In this article, we have shown that both the nuclear and the mitochondrial variants of the genetic code can be modelled by using non-power representation systems of integer numbers. The model describes exactly many salient features of the genetic code, including its symmetry properties. Note that there is a wide literature on the idea that the genetic code is related to symmetry properties and, eventually, to symmetry breaking (see for instance the seminal work of Hornos & Hornos [26]). Such paper originated a series of attempts to apply continuous and discrete symmetry groups and algebras to the problem [27–29]. However, this approach has not been received well by biologists; as Maddox states [30]: ‘The application of the theory of mathematical groups to the origin of the genetic code will startle molecular biologists, but is best regarded as a valuable exercise in classification’. For further works about symmetry and symmetry breaking, see among others [31–37]. We argue that the above criticism does not apply to our model since it describes naturally the degeneracy of the actual genetic code without recourse to an improbable chain of symmetry breaking steps. Moreover, it allows a clear biological interpretation of the results.

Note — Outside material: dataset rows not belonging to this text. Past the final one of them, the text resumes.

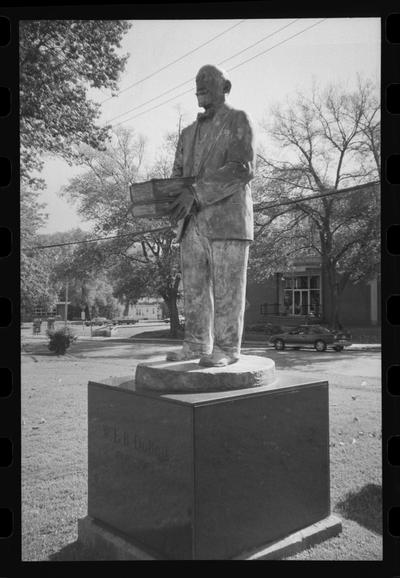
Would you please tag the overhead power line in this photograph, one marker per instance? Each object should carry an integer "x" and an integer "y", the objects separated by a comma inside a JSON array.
[
  {"x": 135, "y": 234},
  {"x": 174, "y": 61},
  {"x": 166, "y": 228},
  {"x": 190, "y": 80}
]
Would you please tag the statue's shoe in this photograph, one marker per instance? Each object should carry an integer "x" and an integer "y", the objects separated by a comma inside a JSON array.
[
  {"x": 182, "y": 355},
  {"x": 217, "y": 359}
]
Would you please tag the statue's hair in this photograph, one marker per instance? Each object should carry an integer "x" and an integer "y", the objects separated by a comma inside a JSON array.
[{"x": 217, "y": 72}]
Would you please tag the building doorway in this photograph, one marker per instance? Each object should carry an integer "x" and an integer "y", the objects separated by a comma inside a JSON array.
[{"x": 302, "y": 295}]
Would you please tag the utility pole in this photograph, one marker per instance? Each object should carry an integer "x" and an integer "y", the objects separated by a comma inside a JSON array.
[{"x": 66, "y": 304}]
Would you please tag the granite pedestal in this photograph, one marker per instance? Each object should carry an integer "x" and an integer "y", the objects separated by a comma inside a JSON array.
[{"x": 208, "y": 475}]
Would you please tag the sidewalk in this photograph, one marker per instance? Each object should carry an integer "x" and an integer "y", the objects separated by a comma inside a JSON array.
[{"x": 25, "y": 339}]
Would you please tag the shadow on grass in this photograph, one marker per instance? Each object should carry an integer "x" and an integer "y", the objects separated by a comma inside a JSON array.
[
  {"x": 364, "y": 507},
  {"x": 107, "y": 349},
  {"x": 75, "y": 552}
]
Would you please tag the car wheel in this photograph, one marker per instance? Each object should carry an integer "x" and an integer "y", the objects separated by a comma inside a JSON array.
[{"x": 320, "y": 345}]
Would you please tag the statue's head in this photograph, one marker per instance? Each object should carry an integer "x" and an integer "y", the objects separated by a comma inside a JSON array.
[{"x": 212, "y": 85}]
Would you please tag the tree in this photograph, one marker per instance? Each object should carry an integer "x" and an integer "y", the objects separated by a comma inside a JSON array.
[
  {"x": 79, "y": 266},
  {"x": 59, "y": 61},
  {"x": 102, "y": 194},
  {"x": 36, "y": 286},
  {"x": 330, "y": 142}
]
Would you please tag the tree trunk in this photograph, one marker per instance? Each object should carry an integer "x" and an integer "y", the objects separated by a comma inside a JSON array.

The mitochondrial genetic code has been proposed as a model that originated the universal genetic code (the code characterizing the LUCA). This pre-universal code has been called the early code. The non-power representation of the vertebrate mitochondrial genetic code allows one to infer a biological hypothesis for the organization of the code that predated the early code and for the origin of protein coding based on the symmetries of ancient tRNA adaptors and a set of four-base codons (tesserae) [18]. This paradigmatic genetic code exhibits strong properties of error detection and correction which might be responsible of its selection in evolutionary terms (synthesis accuracy and expression fitness). Furthermore, the model provides an explanation of why the present genetic code is characterized precisely by 64 codons and 20+2 amino acids. The non-power approach (i) describes the evolution starting from putative ancient codes characterized by a small number of amino acids and coding words and (ii) supports an origin of protein synthesis with adaptors containing oligonucleotides longer than three bases and a ribosome-less direct template synthesis.

Finally, we recall that it is now widely accepted that the genetic code is optimized for conveying more information than the linear coding of proteins [38,39]. The degeneracy of amino acids allows the use of synonymous codons for conveying additional information. This in turns affects the distribution of codons in coding sequences and produces the so-called ‘codon bias’ [40–42]. Codon bias correlates with translation efficiency (accuracy and speed of protein synthesis) and many other key cellular processes from differential protein production to protein folding [43,44]. The mathematical structure of the model and its evolutionary implications lead naturally to the problem of protein synthesis accuracy and efficiency related to mechanisms of error detection/correction in terms of point mutations and frame-shift. In this respect, there are connections with the theory of comma-free and circular codes. These are important to study the problem of retrieving and maintaining of the correct reading frame [45–48]. The non-power approach allows one to study sequences of DNA and mRNA, including their codon bias, under a new perspective [13–15,49] and can lead to new bioinformatics tools and new applications in medicine.

## Authors' contributions

All the authors contributed equally to this work.

## Competing interests

We declare we have no competing interests.

## Funding

We received no funding for this study.

## Appendix A. Redundant numeration systems and the degeneracy of the genetic code

Historically, the notion of number has been introduced to count the elements of a set or to compare quantitatively two or more sets. A numeration system is a way of expressing a number by using a string of other numbers, called digits, as to facilitate their management, for instance for the implementation of arithmetic operations. Nowadays, a proper choice of a numeration system may be crucial for solving specific problems and developing and improving mathematical models and algorithms [11]. A *positional* numeration system allows one to represent numbers by means of a set of digits *d*_{i} and a set of weights *w*_{i}. A given integer number *N* has the following additive representation:
In other words, a system is positional if each digit *d*_{i} is weighted with a different value *w*_{i} according to its position. For practical reasons, e.g. commerce, accounting, etc., these representations have always been univocal since every number has a unique representation. One notable exception is the Maya representation system called serpent number used in their Long Count calendar to describe astronomical times [50].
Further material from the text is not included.